Executive Summary:
The Life Sciences industry is transitioning from siloed, manual data processes to centralized, productized data strategies that drive predictive intelligence and proactive decision-making. A leading biopharma company partnered with Infosys to overcome inefficiencies caused by fragmented systems and outdated reporting. By building a unified data architecture, implementing advanced ETL pipelines, and integrating GenAI-powered insights, the company transformed its portfolio management capabilities. This shift has improved data accuracy, reduced manual effort, and enabled real-time, strategic decisions.
Over the past two decades, the Life Sciences industry has steadily evolved from building data lakes and automating processes, to reducing manual workflows. Traditionally, organizations tackled operational inefficiencies by increasing resources, outsourcing, creating siloed point solutions, or automating individual processes.
Today, however, the industry is undergoing a significant shift toward centralized data strategies and product-centric approaches. Companies are increasingly developing data products with integrated, reusable data assets that offer insights at the product level rather than on a project-by-project basis. This evolution is enabling predictive intelligence and more proactive decision-making.

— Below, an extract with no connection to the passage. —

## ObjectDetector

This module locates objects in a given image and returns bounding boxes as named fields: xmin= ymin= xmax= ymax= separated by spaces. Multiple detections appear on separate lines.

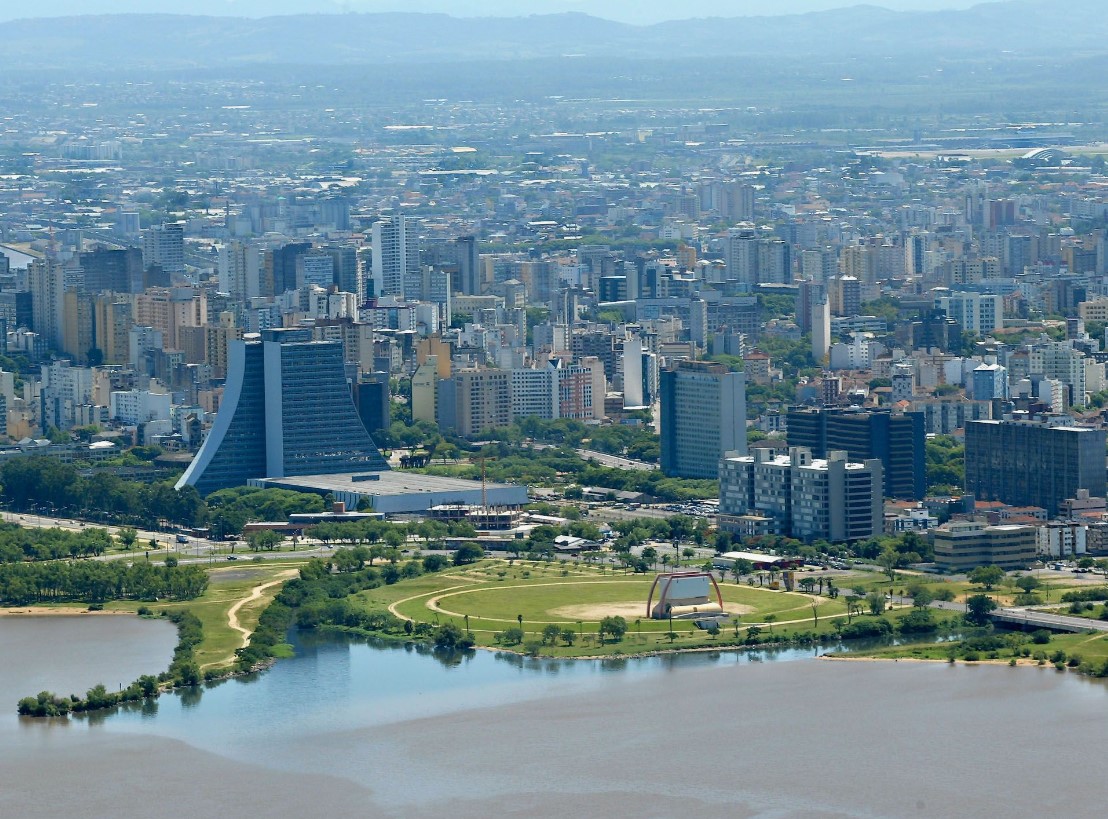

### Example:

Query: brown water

From Lagging Reports to Leading Decisions: A Biopharma’s Strategic Data Shift
A large biopharmaceutical company aimed to accelerate drug time-to-market while ensuring zero compliance misses. To support this vision, their Product & Portfolio Management (PPM) team needed accurate, real-time insights into costs, resourcing, budgeting, forecasting, and competitive intelligence.
However, the existing process was:
- Highly manual and fragmented
- Dependent on clinical data collection from over 11 disconnected systems
- Prone to errors and delays, especially in global data collation
- Generating reports that were outdated by the time decisions were made
This outdated approach was impeding informed decision-making at the portfolio level.
From Fragmentation to Flow: Engineering a Seamless Data Ecosystem
To address these issues, we collaborated with the client to:
- Develop a new Master Data Management (MDM) system focused on capturing only relevant data points
- Design a One Mesh Architecture to unify data from disparate sources
- Implement robust Extract, Transform, Load (ETL) pipelines to extract, transform, and load data into a centralized cloud environment
- Reintegrate the cleaned and structured data into visualization tools like Power BI and Tableau
Outcome – Real-Time Insights and Scalable Decision-Making
With the foundational architecture in place, we further enhanced the system by integrating Generative AI, enabling a chatbot-like interface for on-demand, conversational insights.
This transformation has:
- Significantly reduced manual reporting
- Improved data accuracy and availability
- Enabled faster, more informed decision-making for the Product & Portfolio Management Team
As a result, the client is now better equipped to meet their strategic goal of speeding up drug delivery to market without compromising compliance.